Justiça rejeita impugnação contra Pinhata e manda apurar denúncia por má-fé

Além de inocentar Pinhata, a Justiça mandou apurar crime por parte da coligação governista

Magistrado diz que a denúncia feita fora do prazo e que pode ter sido feita por “má-fé”, determinando apuração da polícia contra os requerentes; MP descarta irregularidade

 

Sérgio Fleury Moraes
Da Reportagem Local

A Justiça Eleitoral de Santa Cruz do Rio Pardo rejeitou a denúncia da coligação governista “O Trabalho Continua” contra o presidente da Câmara Paulo Pinhata (PTB), que era acusado de abuso do poder político ao ceder o prédio do Legislativo para uma recepção ao senador Major Olímpio.

Ao contrário, o juiz Rafael Martins Donzelli considerou que o pedido de impugnação, apresentado pelo advogado Marcelo Picinin (PT), pode ter sido feito por “má-fé” e ainda constituir crime eleitoral. Ele determinou a remessa dos autos à Delegacia de Polícia para apurar o suposto crime cometido pela coligação governista, liderada pelo prefeito Otacílio Parras (PSB) e que apoia o candidato Diego Singolani (PSD).

A impugnação apresentada pela coligação liderada pelo prefeito Otacílio Parras (PSB) acusou o vereador Paulo Pinhata de ter permitido o uso político do prédio da Câmara Municipal para uma “reunião política” com o senador Major Olímpio (PSL).

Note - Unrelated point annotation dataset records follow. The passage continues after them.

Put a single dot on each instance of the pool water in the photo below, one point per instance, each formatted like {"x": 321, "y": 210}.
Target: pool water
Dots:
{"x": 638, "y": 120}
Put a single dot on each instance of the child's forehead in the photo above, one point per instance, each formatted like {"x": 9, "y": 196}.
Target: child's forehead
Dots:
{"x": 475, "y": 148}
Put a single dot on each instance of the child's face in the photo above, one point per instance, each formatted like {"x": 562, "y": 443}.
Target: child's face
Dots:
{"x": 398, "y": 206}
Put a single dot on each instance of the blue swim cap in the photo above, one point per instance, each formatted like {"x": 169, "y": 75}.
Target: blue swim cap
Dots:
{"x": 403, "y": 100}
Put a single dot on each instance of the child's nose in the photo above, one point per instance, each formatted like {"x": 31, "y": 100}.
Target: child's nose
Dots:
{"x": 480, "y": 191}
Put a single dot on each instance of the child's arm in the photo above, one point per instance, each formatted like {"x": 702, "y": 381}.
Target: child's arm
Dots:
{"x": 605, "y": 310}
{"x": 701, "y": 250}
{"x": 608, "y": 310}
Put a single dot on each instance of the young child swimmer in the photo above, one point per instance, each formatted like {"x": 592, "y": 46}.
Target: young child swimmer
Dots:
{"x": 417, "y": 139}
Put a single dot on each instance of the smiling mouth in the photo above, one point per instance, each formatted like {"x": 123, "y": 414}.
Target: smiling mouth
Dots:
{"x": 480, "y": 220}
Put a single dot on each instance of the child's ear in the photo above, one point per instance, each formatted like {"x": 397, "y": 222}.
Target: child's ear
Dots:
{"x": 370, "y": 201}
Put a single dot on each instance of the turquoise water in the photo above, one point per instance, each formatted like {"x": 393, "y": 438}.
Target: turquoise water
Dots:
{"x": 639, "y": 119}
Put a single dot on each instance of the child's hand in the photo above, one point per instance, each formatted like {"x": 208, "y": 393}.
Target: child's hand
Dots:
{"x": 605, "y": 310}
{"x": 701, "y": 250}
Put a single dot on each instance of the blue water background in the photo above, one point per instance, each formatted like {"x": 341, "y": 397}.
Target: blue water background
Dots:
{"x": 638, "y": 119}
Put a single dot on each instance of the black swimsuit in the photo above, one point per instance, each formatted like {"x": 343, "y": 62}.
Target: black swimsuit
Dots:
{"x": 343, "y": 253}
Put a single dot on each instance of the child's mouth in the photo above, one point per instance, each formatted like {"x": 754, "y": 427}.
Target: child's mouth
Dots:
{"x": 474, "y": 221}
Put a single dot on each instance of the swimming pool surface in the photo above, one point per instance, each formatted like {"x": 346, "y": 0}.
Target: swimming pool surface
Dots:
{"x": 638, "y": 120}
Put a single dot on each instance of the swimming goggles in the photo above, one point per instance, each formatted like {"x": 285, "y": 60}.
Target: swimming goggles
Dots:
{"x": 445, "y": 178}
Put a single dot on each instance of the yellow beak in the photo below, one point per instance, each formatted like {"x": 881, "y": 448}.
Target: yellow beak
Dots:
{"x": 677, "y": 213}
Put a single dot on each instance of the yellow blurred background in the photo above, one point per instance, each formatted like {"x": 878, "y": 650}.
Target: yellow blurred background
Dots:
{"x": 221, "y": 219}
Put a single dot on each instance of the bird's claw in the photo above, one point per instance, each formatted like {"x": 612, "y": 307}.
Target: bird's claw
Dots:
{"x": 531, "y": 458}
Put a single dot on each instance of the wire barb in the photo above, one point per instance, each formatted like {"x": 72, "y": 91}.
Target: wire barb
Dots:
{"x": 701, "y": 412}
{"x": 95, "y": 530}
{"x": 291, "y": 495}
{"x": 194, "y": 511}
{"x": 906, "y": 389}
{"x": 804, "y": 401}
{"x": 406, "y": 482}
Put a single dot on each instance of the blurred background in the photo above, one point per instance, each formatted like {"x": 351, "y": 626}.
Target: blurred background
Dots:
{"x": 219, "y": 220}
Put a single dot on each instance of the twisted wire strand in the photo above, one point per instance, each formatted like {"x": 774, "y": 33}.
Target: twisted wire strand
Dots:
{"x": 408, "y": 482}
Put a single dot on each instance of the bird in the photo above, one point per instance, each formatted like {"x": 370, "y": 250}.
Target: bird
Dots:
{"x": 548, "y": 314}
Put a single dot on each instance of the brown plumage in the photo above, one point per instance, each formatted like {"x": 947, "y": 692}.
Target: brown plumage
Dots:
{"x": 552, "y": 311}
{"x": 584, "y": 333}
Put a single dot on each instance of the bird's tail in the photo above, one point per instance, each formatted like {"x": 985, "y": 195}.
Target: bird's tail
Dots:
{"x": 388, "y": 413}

Além de afirmar que o uso do prédio público serviu “aos interesses dos candidatos da coligação ‘As Pessoas em Primeiro Lugar’”, integrada por Pinhata, a ação pede a apuração de eventual improbidade administrativa contra o vereador.

Na sentença, o magistrado lembrou que o pedido de impugnação da candidatura de Pinhata foi apresentado fora do prazo legal e, portanto, deve ser considerado intempestivo.

Além disso, ele lembra que denúncias de eventual abuso de poder político devem ser feitas através de Ação de Investigação Judicial Eleitoral — e não em sede de impugnação eleitoral.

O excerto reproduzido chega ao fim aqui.